Sunday, October 23, 2011

NMA project update - getting data organised, again

Ok so now that I am on the web, I have to get data organised (again). Here are the results of some of my playing.

This first sketch here I have ran through a for loop of the collection to build an associative array where the key is the object type and the value is a count of how many items there are of that type. I don't think I fully understand JavaScript associative arrays yet - I have been thinking of them like hash maps in Processing, but I think that really they are just a normal object (and that even a singular object is the first item in an array), and that keys are not keys but actually object properties. When testing if my associative array already contains a particular object type I use objectTypeList.hasOwnProperty(object_type). When getting items I can call them either with objectTypeList[object_type] or objectTypeList.object_type, but they dont have an index and it appears I cant get their length - to run through a for loop I can use for(key in objectTypeList).

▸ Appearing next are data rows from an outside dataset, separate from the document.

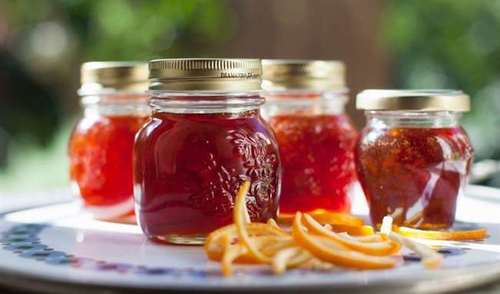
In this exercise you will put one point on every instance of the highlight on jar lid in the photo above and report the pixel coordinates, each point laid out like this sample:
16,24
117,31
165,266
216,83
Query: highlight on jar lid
205,74
108,77
413,100
294,74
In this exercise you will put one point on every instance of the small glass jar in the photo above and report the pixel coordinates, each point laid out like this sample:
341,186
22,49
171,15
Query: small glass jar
206,138
305,108
114,98
413,158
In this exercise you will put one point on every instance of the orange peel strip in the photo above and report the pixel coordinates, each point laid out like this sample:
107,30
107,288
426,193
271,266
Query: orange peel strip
479,234
363,230
374,248
289,257
366,239
230,255
351,259
239,221
326,217
214,247
430,258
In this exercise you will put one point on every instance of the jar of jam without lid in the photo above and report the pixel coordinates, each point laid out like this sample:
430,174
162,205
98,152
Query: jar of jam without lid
206,138
305,107
101,146
413,157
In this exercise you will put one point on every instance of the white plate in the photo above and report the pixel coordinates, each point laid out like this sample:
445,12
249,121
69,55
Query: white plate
58,247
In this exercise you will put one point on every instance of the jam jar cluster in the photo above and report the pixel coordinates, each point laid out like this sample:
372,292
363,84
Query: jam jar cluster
168,143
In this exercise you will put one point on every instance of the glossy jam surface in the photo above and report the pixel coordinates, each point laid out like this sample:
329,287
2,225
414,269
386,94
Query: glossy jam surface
317,153
101,152
414,174
188,168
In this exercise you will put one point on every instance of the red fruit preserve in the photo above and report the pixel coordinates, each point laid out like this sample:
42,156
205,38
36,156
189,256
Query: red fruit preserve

To display, I am adding each item to an unordered html list with $.append, which I am also using to format the object type as bold. It would be better to put the object type and the count in different html tags with unique classes so that the formatting can be done separately with CSS.  The yellow background is however thanks to CSS.

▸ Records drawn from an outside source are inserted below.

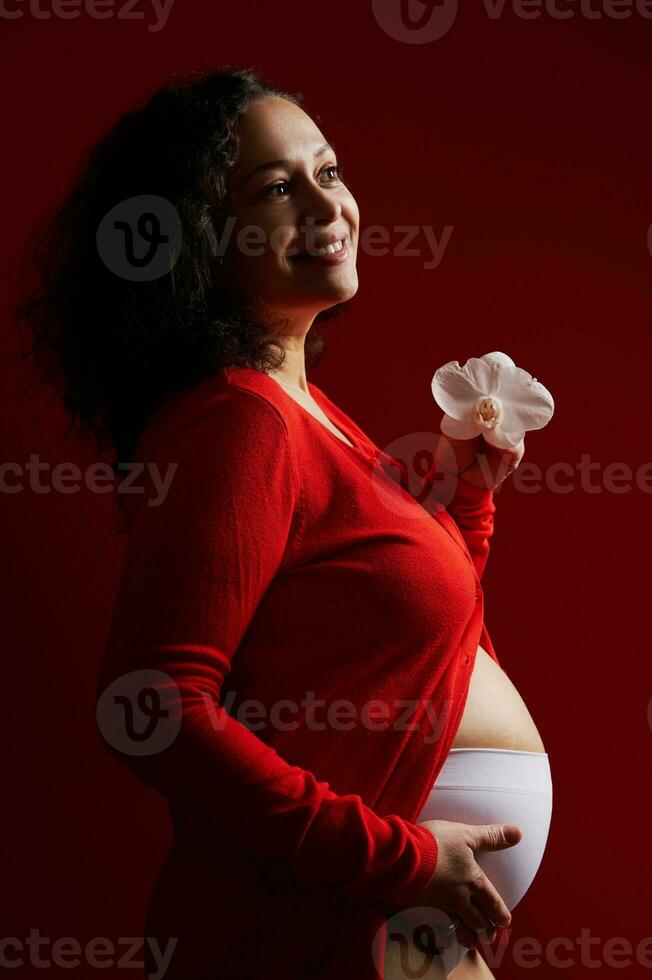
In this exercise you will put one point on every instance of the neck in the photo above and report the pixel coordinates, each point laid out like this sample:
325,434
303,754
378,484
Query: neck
292,373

A list of object types and count of items of that type

If I wanted to get all the keys out as an array I could do so with .keys however this appears to only have support in the very newest browsers. For now I will run through a for loop and get each individually. This leaves me wondering if I am missing a better approach to organising my data?

A list of object types and titles of each item of that type
Breakthrough! Yay! This second sketch here is organised. I have built lists of each object type, adding the items of that type - no need for custom classes, the items appear good to go straight from the JSON as JavaScript objects. Displaying all the titles is proof that I can access the individual items. I am in control! Now the count is the length of the lists.

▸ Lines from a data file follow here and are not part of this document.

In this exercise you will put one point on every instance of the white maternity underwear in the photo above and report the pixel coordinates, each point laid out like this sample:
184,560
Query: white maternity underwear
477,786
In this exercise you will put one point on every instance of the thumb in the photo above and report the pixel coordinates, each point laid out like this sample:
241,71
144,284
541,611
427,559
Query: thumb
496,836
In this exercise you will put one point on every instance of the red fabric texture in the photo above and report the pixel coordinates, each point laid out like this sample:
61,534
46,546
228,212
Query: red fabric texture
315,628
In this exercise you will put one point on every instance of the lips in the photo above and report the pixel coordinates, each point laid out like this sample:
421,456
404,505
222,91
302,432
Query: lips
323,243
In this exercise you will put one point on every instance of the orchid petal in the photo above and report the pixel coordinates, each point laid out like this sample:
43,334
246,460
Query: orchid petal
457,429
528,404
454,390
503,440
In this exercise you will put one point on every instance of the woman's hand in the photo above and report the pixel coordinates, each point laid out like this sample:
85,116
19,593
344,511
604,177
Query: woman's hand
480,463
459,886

Problem - handling undefined keys. Don't know how to skip. It appears all items have a title and object type recorded, but there is variable use of most other parameters. Something to come back to..

Next step in getting organised. Sorting. JavaScript .sort() worked nicely on this list of keys, which I extracted as described above. The sort function defaults to sorting alphabetically for a list of strings, to sort numerically I had to write a simple comparator function that compared the item list lengths. Once I have a sorted list of keys I can loop through it and using the key still access the individual items.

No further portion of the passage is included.